Better yet, you should be working hard to preempt any negativity by working hard to create positive associations with your brand in people’s minds.
What is Brand Perception?
When you know how people perceive your brand it’s easier to shape your own reputation. Brand perception is a mental association, but it plays an essential role in creating emotional connections with consumers.
It is the resulting thoughts and feelings a person has about your brand based on their personal experiences, interactions and thoughts about your product/service. It’s what they believe your brand represents - rather than what you say it represents.
A person’s perception of a brand is strengthened - one way or another - by reading reviews, engaging with customer support, reading your website, signing up for trials or downloading content. All of these touchpoints with your business can form a lasting perception.
- When a customer is loyal to a brand, 86% will recommend it to friends or family and 66% are likely to write a positive review. (Source: KPMG)
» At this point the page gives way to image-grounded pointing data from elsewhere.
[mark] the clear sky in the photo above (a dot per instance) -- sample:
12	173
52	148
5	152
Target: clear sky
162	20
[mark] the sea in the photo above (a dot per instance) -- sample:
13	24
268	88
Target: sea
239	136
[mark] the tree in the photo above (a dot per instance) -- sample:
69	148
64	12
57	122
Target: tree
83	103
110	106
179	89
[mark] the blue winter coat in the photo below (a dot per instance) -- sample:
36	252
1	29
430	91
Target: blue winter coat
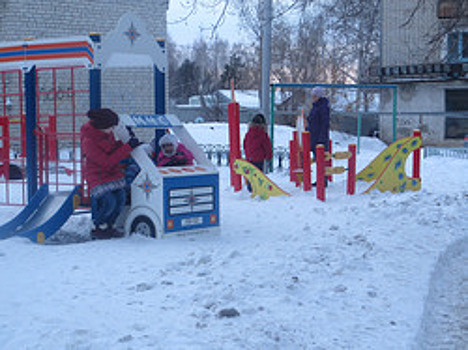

How to Measure Brand Perception
Brand perception is best measured by compiling metric-heavy data from numerous sources, including:
- Brand perception surveys - Learn what people think of your business and how it compares to competitors.
- Engage in social listening - Track online mentions using social listening tools and Google Alerts, monitoring comments, reviews and relevant hashtags too.
- Complete a brand audit - Conduct research on audiences, competitively analyse your products and services and evaluate your communications strategy.
- Ask your customers’ opinions - Using the buyer’s journey as a basis, what do customers think of your brand compared to others? How did they research your business? What made them choose you, how did each touchpoint with your business make them feel?